Here the PA news agency examines five talking points heading into the climax to the ninth instalment of the tournament.
Eddie Jones stated his only real goal from the moment he replaced Stuart Lancaster at the end of 2015 was to win the World Cup in Japan. Now that moment has arrived courtesy of a staggering 19-7 demolition of New Zealand that has installed England as favourites to lift the Webb Ellis Trophy for the second time. Jones has already constructed a team of which the nation can be proud, but victory on Saturday would place them in the pantheon alongside the heroes of 2003.
What next for Eddie?
Win or lose, Jones' future serves as a fascinating subplot to events in Yokohama.
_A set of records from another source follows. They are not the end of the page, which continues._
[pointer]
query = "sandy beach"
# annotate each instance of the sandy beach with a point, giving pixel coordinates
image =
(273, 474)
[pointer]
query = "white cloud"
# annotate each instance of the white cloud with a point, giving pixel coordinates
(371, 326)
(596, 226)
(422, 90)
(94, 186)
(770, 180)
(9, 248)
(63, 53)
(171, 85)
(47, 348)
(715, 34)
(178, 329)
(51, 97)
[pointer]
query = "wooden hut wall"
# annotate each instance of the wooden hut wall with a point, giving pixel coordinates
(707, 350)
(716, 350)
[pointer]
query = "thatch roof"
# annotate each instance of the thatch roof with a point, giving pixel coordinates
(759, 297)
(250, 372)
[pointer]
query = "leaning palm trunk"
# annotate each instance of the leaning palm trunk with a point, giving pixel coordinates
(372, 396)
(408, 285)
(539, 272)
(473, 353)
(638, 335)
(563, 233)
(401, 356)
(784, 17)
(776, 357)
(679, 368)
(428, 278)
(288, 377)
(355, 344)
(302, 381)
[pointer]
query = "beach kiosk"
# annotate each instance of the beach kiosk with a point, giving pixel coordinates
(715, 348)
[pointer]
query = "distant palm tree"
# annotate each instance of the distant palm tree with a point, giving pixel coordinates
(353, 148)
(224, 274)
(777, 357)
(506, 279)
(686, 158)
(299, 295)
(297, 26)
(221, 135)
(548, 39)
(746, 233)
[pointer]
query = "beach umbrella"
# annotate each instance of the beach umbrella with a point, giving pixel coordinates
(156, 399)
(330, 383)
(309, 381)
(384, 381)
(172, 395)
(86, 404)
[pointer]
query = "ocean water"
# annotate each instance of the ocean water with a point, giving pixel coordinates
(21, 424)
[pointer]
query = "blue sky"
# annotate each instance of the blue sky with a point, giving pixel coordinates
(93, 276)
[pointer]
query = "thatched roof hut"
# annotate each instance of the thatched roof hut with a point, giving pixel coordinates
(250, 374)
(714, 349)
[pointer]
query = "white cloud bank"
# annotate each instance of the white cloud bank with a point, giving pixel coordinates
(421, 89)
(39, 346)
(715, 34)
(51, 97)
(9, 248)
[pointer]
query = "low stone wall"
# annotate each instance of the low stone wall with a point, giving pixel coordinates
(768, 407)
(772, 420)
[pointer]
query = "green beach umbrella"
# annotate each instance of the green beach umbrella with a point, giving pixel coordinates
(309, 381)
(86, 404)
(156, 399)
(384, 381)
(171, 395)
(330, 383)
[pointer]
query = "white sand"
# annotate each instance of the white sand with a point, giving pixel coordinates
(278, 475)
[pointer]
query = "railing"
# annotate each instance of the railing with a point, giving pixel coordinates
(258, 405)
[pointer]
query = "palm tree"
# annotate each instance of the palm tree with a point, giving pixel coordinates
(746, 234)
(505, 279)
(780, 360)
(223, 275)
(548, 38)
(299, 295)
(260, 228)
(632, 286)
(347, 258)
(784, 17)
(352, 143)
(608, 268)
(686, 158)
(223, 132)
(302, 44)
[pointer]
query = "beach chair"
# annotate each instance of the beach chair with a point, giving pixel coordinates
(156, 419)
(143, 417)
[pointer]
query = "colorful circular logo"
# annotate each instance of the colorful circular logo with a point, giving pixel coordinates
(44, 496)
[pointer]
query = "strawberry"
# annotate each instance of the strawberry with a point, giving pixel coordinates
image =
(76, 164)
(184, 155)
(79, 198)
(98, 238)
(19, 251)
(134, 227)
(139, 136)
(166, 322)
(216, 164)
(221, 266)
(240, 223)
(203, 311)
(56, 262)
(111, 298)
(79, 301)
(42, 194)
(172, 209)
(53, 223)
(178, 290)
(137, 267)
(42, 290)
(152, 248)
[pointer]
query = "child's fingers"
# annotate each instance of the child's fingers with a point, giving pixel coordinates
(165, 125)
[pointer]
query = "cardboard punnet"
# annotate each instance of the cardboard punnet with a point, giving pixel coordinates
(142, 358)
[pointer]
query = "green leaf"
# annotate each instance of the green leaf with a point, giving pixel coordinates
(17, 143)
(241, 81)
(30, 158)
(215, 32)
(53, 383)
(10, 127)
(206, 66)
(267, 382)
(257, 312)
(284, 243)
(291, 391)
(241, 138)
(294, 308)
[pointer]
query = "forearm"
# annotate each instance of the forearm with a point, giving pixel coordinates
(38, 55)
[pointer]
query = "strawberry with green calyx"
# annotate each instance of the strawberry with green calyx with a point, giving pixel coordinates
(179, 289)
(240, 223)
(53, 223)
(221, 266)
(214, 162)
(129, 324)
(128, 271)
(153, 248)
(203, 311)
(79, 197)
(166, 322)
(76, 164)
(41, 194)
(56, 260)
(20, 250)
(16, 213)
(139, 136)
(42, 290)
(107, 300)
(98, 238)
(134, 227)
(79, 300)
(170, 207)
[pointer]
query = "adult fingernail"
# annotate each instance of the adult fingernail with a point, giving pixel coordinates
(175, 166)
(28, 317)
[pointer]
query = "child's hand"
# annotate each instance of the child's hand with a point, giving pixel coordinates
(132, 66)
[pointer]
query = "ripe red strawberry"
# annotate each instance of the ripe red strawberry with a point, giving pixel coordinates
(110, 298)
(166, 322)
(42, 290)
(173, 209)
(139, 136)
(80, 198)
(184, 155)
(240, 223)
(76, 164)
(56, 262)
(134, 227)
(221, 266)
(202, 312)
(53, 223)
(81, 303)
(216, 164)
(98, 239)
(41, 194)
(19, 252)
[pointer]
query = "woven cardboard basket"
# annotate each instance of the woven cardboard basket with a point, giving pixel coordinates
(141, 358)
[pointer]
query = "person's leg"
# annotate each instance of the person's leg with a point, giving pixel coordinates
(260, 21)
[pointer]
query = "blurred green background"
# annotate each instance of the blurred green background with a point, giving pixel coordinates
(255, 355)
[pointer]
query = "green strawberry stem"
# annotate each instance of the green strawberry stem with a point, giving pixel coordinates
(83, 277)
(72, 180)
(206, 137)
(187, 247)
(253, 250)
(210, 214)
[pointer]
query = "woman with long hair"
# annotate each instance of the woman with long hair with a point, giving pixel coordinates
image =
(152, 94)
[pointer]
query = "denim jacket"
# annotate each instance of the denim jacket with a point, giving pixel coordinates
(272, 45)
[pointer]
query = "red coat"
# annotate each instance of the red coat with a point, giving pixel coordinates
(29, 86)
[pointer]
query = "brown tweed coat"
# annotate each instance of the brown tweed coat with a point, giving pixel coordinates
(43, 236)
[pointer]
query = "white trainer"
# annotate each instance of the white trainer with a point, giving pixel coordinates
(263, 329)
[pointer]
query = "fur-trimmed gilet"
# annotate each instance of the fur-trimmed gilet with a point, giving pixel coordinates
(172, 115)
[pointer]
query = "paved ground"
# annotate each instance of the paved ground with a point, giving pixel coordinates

The 59-year-old has flatly refused to engage on what lies ahead for a coach who is at the very top of his game. In reaching the final he has already exceeded the target needed to trigger the two-year extension agreed with Twickenham lasting until 2021, but there will now undoubtedly be moves to tie him down until the next World Cup in France. Rudderless Australia are a genuine alternative as Jones has unfinished business with the Wallabies and Michael Cheika has left his post, but with most of the current England team set to be around for France 2023 and the Rugby Football Union happy to give him the resources he needs – even at a time of austerity for the governing body – he will surely stay.
Fifty for Kolisi
Jones' future may be laced with uncertainty but Springboks coach Rassie Erasmus has confirmed he will step down after the final. Just as significant, however, is the 50th cap that will be won by Siya Kolisi – the nation's first black Test captain. Rugby is viewed as a unifying force in South Africa and with the popular Kolisi at the helm, the nation has an inspirational figure to rally behind. Yet the appointment had far more humble origins. Erasmus: "My plan never was this big thing to get the country behind us. Siya was actually the best Super Rugby-performing team captain and that's the reason why he became captain of the Springboks. I was naive not to think it would be a massive thing. It's his 50th Test and this is a fitting and wonderful occasion for him as the first black captain. Now it's also sunk into me. I understand how big it is. I'm not so naive any more."
Mind the back door
South Africa's conservative tactics at the World Cup have been described as 'anti-rugby' and they have undoubtedly won few hearts and minds. They know their strengths – a monstrous pack, shrewd half-backs with wicked boots and a powerful inside centre. All evidence in Japan to date points to another forward-led assault, not least because of their six-two split between forwards and backs on the bench, but they played some quality rugby while winning this year's Rugby Championship and Jones is ready for a daredevil ambush from their "cunning" coach Erasmus.
England's to lose
Regardless of what South Africa throw at them, England should emerge winners. If they are able to scale the heights seen against New Zealand, they will fully justify their status as strong favourites. The Springboks' greatest asset is their pack, but the English eight are even more formidable, bristling with aggression and bursting with skills. The half-backs are brilliantly matched and so too the midfields, but England have greater threats across the back three. It will be a test of Red Rose psychology as much as anything and, with Jones having pushed the right buttons throughout the World Cup so far, there is no reason to doubt they will rise to the occasion.